Selain buku-buku yang disebutkan di atas masih ada beberapa buku yang telah dikarang oleh Ibnu Khaldun yang tidak dituliskan dalam makalah ini. Ibnu Khaldun merupakan sejarawan yang terkemuka karena teorisasi yang telah dihasilkannya. Teorisasi tersebut adalah konsep tentang sebuah negara. Menurut Ibnu Khaldun dalam suatu peradaban ataupun Negara itu biasanya usianya tidak lebih dari seratus tahun lamanya. Dari teori “tumbuh tenggelamnya suatu Negara” inilah Ibnu Khaldun dikenal sebagai bapak sosiologi yang termasyur pada masa beliau hidup sampai saat ini. Beliau mengatakan bahwa Negara sama dengan manusia. Konsep Negara yang telah dilahirkan Ibnu Khaldun adalah bahwa setiap Negara akan melewati tiga fase yaitu:
1) Fase generasi pendiri/ Permula
2) Fase generasi penjaga/ Pemelihara
3) Fase generasi peniknat/ lalai dan tenggelam dalam kemewahan.[11]

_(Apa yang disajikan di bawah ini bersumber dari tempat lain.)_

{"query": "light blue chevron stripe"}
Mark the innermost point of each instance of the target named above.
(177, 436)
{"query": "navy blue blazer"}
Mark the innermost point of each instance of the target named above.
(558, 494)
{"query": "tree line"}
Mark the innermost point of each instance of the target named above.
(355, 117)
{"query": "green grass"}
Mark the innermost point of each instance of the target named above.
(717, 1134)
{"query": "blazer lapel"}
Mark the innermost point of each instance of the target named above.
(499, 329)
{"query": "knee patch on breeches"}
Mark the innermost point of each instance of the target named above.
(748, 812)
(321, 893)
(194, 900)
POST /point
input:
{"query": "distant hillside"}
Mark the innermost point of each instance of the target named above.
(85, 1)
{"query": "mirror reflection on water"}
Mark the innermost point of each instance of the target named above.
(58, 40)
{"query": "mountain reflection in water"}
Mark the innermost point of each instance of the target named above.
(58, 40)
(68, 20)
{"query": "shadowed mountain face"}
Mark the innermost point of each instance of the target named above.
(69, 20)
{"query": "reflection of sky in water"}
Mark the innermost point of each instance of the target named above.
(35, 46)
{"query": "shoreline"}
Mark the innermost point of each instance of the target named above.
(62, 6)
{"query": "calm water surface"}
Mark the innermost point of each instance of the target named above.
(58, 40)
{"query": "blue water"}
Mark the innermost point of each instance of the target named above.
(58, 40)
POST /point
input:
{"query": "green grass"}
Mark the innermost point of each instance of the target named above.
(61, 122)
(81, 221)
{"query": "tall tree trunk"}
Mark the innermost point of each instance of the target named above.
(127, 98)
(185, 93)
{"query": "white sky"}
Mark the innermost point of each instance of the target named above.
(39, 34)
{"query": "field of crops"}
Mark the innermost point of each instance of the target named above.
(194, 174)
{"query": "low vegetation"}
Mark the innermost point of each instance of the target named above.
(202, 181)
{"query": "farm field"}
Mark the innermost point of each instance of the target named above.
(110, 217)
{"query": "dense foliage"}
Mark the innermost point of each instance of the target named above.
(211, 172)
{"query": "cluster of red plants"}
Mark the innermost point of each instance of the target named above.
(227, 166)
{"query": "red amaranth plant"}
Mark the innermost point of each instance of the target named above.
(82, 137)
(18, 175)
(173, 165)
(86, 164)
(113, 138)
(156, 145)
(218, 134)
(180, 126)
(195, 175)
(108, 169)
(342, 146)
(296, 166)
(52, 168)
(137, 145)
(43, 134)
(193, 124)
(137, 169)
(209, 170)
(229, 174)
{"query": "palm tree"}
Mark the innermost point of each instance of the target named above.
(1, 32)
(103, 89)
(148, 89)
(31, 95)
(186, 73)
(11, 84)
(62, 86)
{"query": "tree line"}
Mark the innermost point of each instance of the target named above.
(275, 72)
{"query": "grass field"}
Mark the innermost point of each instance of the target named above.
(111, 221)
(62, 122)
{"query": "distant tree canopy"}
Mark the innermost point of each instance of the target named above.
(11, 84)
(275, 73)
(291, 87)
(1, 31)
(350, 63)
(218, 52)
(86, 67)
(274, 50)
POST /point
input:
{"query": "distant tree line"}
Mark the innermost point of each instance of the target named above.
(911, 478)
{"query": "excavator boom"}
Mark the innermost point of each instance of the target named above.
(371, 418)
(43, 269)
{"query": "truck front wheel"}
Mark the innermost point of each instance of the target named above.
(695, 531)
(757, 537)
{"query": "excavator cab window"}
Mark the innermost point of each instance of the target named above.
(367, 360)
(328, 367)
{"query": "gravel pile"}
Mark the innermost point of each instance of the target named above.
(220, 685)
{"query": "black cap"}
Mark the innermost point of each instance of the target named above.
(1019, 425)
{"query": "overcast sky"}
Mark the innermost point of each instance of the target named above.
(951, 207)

B. Gambaran Umum Model Pemikiran Pendidikan Islam Ibnu Khaldun
Pendidikan dalam pandangan Ibnu Khaldun merupakan suatu kemestian dalam membangun manusia. Artinya, pendidikan dalam hal ini harus mampu mentransformasikan nilai-nilai yang diperoleh dari pengalaman agar eksistensi manusia dalam masyarakat tetap bertahan.
1. Tujuan Pendidikan Islam
Maka dalam hal ini, berarti Ibnu Khaldun telah memandang pendidikan sebagai bagian dari proses peradaban manusia. Pemikiran Ibnu Khaldun dalam hal pendidikan dituangkan dalam karya monumentalnya yang dikenal dengan sebutan Muqaddimah.  Dalam hal pendidikan Ibnu Khaldun memberi defenisi secara umum, seperti dalam salah satu perkataannya dalam mukaddimah tentang definisi pendidikan yaitu:
“ Siapa saja yang tidak terdidik orangtuanya, maka akan terdidik oleh zaman, maksudnya siapa saja yang tidak memperoleh tata krama yang dibutuhkan sehubungan pergaulan bersama melalui orangtua mereka yang mencakup guru dan orangtua, dan tidak mempelajari hal itu dari mereka, maka ia akan mempelajarinya dengan bantuan alam, dari peristiwa-peristiwa yang terjadi sepanjang zaman, zaman akan mengajarinya ”.[12]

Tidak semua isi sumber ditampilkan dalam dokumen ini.